I checked out Coxph package from R, Sklearn survival analysis, Tensorflow survival analysis but all of them require original data. Is it possible to predict without original data? I would appreciate if anyone can give me a hint.


1 Answer 1


There are both small-world, model-specific, and large-world, application-specific issues here.

Small-world issue

A strength and a weakness of Cox models as used to develop this calculator is that the baseline survival curve doesn't need to be specified to get the hazard ratios among conditions. It is possible to regenerate a baseline hazard for a reference condition if you have the original data, as shown for example on this page. That's presumably what the authors did to get their risk predictions. Unless you have the original data (or something close enough to estimate a reliable baseline hazard) you can't do that.
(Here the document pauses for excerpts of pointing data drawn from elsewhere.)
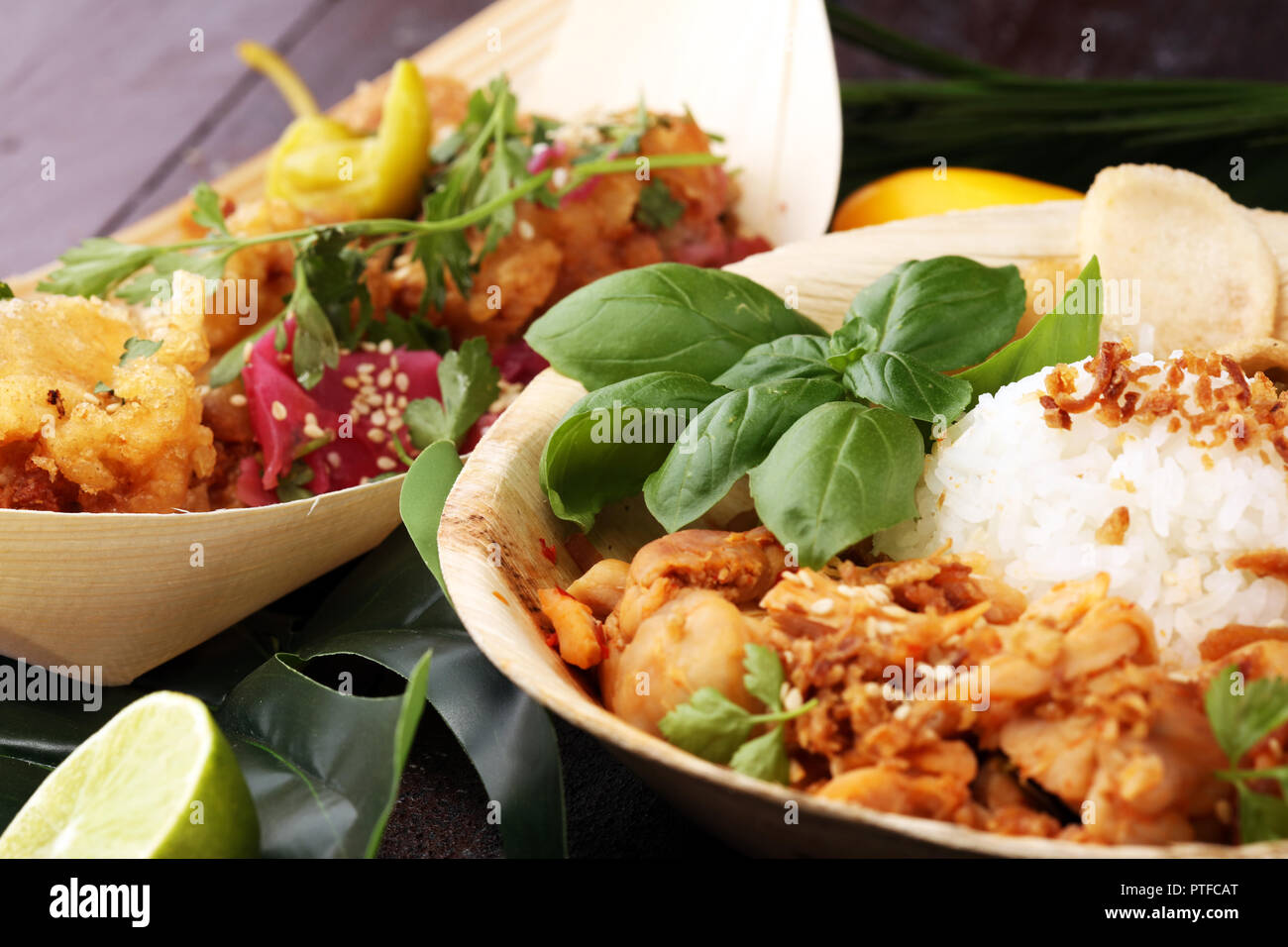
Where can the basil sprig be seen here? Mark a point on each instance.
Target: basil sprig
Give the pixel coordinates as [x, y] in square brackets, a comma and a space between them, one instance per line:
[824, 424]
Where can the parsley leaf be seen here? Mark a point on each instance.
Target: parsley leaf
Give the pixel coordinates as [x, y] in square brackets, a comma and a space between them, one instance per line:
[209, 210]
[1241, 718]
[97, 265]
[468, 382]
[657, 208]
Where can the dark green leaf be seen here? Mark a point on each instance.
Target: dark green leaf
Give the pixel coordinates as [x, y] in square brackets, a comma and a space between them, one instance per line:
[666, 317]
[708, 725]
[728, 438]
[790, 356]
[909, 386]
[837, 475]
[507, 736]
[613, 438]
[274, 719]
[1068, 334]
[948, 312]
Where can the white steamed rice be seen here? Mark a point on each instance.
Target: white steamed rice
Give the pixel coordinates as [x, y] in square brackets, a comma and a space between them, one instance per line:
[1030, 497]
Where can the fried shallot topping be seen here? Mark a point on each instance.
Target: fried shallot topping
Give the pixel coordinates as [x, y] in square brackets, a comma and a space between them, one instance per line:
[1222, 405]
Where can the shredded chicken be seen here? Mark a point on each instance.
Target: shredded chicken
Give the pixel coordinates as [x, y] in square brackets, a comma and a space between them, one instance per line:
[939, 692]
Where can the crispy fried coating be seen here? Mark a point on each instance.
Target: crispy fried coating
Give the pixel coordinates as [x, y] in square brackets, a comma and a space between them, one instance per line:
[137, 449]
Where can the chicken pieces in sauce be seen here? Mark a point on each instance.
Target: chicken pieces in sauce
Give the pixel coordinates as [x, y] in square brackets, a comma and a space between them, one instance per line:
[1051, 718]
To solve this small-world problem you could ask the authors for the underlying data or, perhaps simpler still, ask them for permission to use their code in a web page that translates their calculator from English. Or you could offer a translation that they could present on their web site.

Large-world issue

Even if one could do the above, I'd be very reluctant to implement it for prognostication in practice outside the population on which the model was based. Both the baseline hazards and the hazard ratios might be expected to differ substantially depending on region-specific genetic backgrounds, diet, access to health care in general and to optometry/ophthalmology in particular, etc. There is no assurance that a calculator built on US-focused AREDS studies would work well in other populations. If the society in which you want to use the calculator is so removed in those ways from where the calculator was developed that you need to translate the calculator, that doesn't seem to be a good risk.

That said, it would be interesting to see how well that calculator actually works in a prospective study in a new population. That's the ultimate test of reliability for a calculator like this.